After weeks of sideways movement, the market may finally be signaling whether or not a bottom is forming.
When markets consolidate over extended periods, leverage often occurs in key price zones. With Bitcoin [BTC] While the price has hovered around $75,000 for more than four weeks, liquidity clusters continued to form as traders positioned themselves for their next big move.
Data from Alpharactal reinforces this design. As the chart below shows, Bitcoin is now moving into a liquidation compression zone. The aggregate liquidation levels heatmap shows liquidation pressures of almost $14.3 billion around current prices, with longs and shorts remaining near balance.


Yet the positioning underneath tells a slightly different story.
Shorts sit above price and remain loosely distributed, while long liquidity is aggressively below Bitcoin in tighter margins. The chart shows over $14 billion of long liquidity concentrated around the $72k-$74k zone, while short liquidity spreads across $78k-$88k.
At Bitcoin’s current price, a drop of just 6-7% could trigger one of the largest long liquidation cascades currently visible on aggregate exchanges. With so much liquidity at the bottom, it naturally becomes an important area to watch for the increase in volatility. In these types of situations, Bitcoin bulls typically intervene early and try to defend those clustered long zones.
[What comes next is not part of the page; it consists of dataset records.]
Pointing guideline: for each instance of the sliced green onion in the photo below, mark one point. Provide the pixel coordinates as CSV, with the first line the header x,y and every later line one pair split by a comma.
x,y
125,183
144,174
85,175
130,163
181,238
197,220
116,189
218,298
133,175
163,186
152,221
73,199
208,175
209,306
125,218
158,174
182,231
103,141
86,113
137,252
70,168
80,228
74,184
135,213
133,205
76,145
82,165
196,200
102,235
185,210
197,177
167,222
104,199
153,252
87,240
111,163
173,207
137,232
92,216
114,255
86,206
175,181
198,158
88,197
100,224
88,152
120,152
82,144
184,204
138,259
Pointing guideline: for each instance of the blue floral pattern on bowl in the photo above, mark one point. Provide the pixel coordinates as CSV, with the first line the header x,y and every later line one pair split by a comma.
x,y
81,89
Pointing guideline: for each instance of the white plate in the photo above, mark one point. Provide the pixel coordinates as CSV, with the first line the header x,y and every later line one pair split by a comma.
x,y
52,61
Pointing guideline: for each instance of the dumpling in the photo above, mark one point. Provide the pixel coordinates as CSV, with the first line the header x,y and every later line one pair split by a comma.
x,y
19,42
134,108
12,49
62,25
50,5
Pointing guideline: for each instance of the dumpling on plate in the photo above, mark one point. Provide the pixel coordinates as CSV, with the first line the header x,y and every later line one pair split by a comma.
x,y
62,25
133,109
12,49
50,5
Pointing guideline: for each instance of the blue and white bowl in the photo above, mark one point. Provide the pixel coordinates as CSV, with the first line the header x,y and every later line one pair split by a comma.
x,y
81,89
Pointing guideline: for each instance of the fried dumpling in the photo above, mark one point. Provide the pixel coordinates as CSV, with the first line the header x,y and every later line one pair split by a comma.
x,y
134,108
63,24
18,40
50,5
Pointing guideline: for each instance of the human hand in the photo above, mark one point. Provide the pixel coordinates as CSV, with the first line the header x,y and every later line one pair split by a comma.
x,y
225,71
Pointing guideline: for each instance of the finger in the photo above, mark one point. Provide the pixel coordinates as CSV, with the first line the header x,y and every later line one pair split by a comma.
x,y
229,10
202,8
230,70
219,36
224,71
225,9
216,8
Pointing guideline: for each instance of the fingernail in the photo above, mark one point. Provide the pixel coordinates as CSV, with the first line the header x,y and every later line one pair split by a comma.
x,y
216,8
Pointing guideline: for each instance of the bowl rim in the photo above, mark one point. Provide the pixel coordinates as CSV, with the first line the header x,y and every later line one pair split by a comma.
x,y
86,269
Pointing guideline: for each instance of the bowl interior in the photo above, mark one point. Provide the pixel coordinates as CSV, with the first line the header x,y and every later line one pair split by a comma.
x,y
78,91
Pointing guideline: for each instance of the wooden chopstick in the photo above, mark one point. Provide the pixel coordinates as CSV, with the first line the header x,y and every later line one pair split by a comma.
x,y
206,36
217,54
Interestingly, this is often the moment when markets begin to form the first real confirmation of a local bottom.
Liquidity under Bitcoin meets weak demand
When short liquidity piles up, whales usually buy the dip, causing higher price appreciation.
And with around $14 billion in short clusters sitting between $78,000 and $88,000 in Bitcoin, a move towards those levels, and potentially past $90,000, would normally be the obvious target for bulls. But the current price action shows a more cautious market, with less aggressive spot demand compared to previous moves.
On the institutional side, US spot ETFs have seen net outflows almost every day since May 7, indicating continued selling pressure over the past two weeks. At the same time, CryptoQuant points to weaker demand in the spot market, with Bitcoin’s apparent demand (30-day sum) falling back to early January levels, indicating reduced purchasing power in the market.


According to AMBCrypto, this weak demand is the first “real” sign that a bottom may still not have been reached.
The logic is simple: without strong spot buying, bulls will not step in to absorb liquidity, even with a long position of almost $14 billion between $72,000 and $74,000, just 6-7% below the current price. If dip buyers remain absent, these long positions risk a sharp wave of liquidation.
That is why some Kalshi traders prices a move towards $54k in Bitcoin doesn’t seem completely off the table.